Skip to 0 minutes and 36 seconds I think one of the things we really need to develop now are technologies that are what I call multipotent, or do more than one thing at once. And there’s a number of these technologies around. A good example is concentrated solar thermal technologies, which can generate electricity. They can desalinate salt water to create fresh water supplies. You can use them to generate steam that can be used to clean up pollution. They can even fabricate new materials. When you get very high temperatures in these plants, you can break apart the CO2 atom itself and create the carbon.
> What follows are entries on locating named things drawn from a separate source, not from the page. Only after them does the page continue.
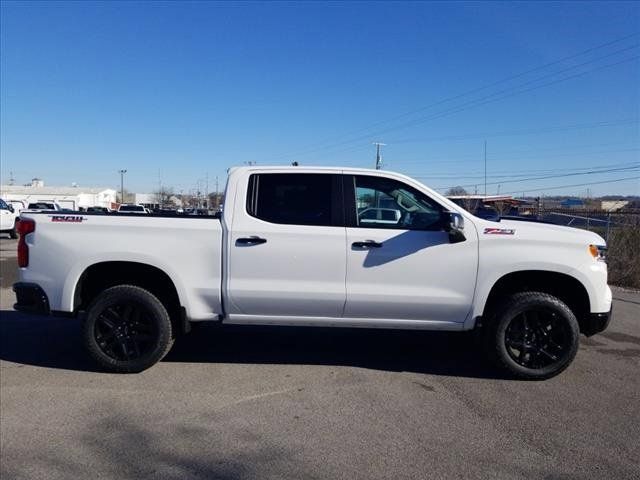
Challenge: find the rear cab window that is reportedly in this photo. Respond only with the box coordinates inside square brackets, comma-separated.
[246, 173, 344, 226]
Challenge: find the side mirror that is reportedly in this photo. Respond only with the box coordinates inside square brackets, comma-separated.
[442, 212, 467, 243]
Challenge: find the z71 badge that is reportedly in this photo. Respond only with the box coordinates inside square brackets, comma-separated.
[51, 215, 86, 223]
[484, 228, 516, 235]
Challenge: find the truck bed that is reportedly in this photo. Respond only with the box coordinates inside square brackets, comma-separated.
[21, 212, 222, 321]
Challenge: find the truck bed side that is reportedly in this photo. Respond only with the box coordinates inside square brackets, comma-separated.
[20, 212, 222, 321]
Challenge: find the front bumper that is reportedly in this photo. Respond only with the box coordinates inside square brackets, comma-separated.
[581, 306, 613, 337]
[13, 282, 51, 315]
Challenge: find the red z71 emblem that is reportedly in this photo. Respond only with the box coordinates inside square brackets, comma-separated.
[484, 228, 516, 235]
[51, 215, 84, 223]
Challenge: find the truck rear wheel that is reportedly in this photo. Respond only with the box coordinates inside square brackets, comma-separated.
[83, 285, 173, 373]
[487, 292, 580, 380]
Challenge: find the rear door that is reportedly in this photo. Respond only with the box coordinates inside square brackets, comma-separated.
[227, 172, 346, 323]
[344, 175, 478, 322]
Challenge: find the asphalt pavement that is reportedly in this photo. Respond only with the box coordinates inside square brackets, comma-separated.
[0, 238, 640, 480]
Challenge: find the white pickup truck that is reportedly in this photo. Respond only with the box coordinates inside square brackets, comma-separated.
[14, 166, 611, 379]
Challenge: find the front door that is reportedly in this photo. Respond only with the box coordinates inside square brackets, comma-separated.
[344, 175, 478, 322]
[227, 172, 346, 323]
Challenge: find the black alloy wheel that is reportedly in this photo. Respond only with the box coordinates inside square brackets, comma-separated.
[94, 303, 159, 361]
[504, 309, 571, 369]
[82, 285, 173, 373]
[485, 291, 580, 380]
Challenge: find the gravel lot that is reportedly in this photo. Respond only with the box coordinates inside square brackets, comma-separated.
[0, 238, 640, 480]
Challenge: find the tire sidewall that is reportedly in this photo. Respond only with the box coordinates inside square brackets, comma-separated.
[82, 285, 172, 373]
[492, 294, 580, 379]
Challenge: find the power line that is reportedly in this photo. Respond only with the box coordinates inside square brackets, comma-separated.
[348, 52, 640, 143]
[503, 177, 640, 195]
[408, 162, 640, 185]
[432, 163, 640, 189]
[393, 119, 639, 144]
[266, 33, 638, 163]
[281, 51, 640, 162]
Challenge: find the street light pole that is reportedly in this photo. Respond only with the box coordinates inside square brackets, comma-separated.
[118, 170, 127, 203]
So it’s those sort of approaches that engineers and others will discover in future, I think, are going to be the really important ones.
Skip to 1 minute and 17 seconds We’ve got a world that’s awash with pollution, with the oceans and the plastics and whatever else in it. It’s facing a food security crisis, obviously the climate problem. There’s lots of other pollution problems. So we need those multipotent technologies to move us quickly from this world awash with problems to one which has the solutions.
Humans have come up with many amazing technologies to help us survive on Earth thus far. However, many of these threaten the very environment that sustains us.
There are many experts that argue we should focus more and more on the sustainable way in which Nature works and copy its essential processes.
In the above video, Tim Flannery argues for us to learn from Nature and develop technologies that are “multipotent” (do more than one thing at once). Tim Flannery urges us to move from this world awash with problems to one which has the solutions.
Let your imagination run wild.
Can you think of a multipotent technology that could reduce pollution and increase sustainable energy usage?